If you’re someone who spends time outdoors you probably have a positive body image and high self-esteem. Surprising? You’d better believe it.
Fresh air isn’t just good for your health, it can also help you feel confident about how you look.
A UK study of 199 women and 200 men aged between 19 and 76 from the US – led by Cambridge Professor Viren Swami – has reported that being in natural surroundings can help boost the feeling of being an important part of a wider ecosystem and make people feel more respect for their bodies.
Consequently they take more care of themselves and stay in better health.
It can also help people feel further removed from the pressures of society and lessen the need to conform to stereotypes, such as being thin or muscular.
For the study, participants were asked to visit different locations like the countryside, the seaside, the beach and open spaces in cities like parks.
Then they were asked to describe how their visits and overall experience had affected them.
The researchers found trips to nature were linked to great feelings of relaxation and refreshment.
This was especially true of visits to country or coastal locations, and to protected sites, which were also linked to stronger emotional connections to the natural world.
The strongest connections with nature were found in visits that lasted longer than 30 minutes and so had greater psychological benefits.
Another study from researchers at the universities of Surrey, Exeter, Plymouth, and from Natural England, surveyed 4,500 people as they spent time in nature.
For the first time, they investigated how different environmental settings can affect psychological wellbeing.

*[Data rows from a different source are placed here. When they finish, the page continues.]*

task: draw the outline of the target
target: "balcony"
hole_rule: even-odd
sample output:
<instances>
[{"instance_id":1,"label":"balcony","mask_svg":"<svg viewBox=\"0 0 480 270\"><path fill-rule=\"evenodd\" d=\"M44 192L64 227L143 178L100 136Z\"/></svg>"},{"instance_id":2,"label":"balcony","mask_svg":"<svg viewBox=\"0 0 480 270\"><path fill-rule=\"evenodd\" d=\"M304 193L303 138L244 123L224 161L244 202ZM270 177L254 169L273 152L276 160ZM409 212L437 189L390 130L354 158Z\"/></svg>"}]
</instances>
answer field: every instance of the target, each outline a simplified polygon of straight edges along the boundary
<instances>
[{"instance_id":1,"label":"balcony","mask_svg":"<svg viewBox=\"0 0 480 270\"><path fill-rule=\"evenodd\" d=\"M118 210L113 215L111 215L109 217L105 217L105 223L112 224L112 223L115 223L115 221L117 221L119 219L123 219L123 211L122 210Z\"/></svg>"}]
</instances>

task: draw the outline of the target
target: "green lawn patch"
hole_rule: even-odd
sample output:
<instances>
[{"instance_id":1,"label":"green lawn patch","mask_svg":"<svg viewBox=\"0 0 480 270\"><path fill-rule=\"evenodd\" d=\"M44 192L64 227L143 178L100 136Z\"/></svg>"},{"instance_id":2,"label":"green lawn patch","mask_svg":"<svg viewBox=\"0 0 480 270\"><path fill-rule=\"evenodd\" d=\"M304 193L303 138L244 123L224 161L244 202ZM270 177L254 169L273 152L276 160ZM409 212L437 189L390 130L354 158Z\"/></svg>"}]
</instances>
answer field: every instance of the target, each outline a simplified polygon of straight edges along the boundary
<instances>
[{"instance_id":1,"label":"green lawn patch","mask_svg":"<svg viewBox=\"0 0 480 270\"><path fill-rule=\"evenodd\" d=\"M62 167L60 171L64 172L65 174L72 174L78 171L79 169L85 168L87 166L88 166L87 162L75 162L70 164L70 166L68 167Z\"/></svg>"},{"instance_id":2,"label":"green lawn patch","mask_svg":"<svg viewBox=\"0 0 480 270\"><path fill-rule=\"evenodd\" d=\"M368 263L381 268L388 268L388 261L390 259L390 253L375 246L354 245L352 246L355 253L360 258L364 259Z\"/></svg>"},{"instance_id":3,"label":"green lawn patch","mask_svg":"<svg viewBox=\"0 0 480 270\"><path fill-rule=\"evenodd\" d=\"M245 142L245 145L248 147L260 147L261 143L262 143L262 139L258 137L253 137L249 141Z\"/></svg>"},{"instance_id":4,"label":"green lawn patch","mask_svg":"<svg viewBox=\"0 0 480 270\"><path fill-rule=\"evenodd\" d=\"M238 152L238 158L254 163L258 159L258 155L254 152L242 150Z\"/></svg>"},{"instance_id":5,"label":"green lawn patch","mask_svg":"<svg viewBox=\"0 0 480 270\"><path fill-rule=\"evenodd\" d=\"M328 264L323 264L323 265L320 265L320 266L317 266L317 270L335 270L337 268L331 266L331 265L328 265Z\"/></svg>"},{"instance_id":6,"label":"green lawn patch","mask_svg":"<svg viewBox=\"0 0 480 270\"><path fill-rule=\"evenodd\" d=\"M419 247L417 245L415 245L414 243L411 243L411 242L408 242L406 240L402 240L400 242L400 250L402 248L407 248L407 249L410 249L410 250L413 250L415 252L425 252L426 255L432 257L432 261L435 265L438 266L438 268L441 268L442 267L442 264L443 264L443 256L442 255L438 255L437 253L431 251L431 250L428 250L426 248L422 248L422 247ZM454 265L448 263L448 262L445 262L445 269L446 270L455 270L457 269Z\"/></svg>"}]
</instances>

Lead author of the paper Dr Kayleigh Wyles, from Surrey University, said: “We’ve demonstrated for some time that nature can be beneficial to us, but we’re still exploring how and why.
“Here we have found our mental wellbeing and our emotional bond with nature may differ depending on the type and quality of an environment we visit.
“These findings are important as they not only help unpick the mechanisms behind these psychological benefits, but they can also help to prioritise the protection of these environments and emphasise why accessibility to nature is so important.”
So what’s the take-home message? I think the findings draw attention to our basic human need to feel an integral part of nature as a whole – and we’re less than happy when we don’t.
We can all fulfil this need with time-outs for communing with nature.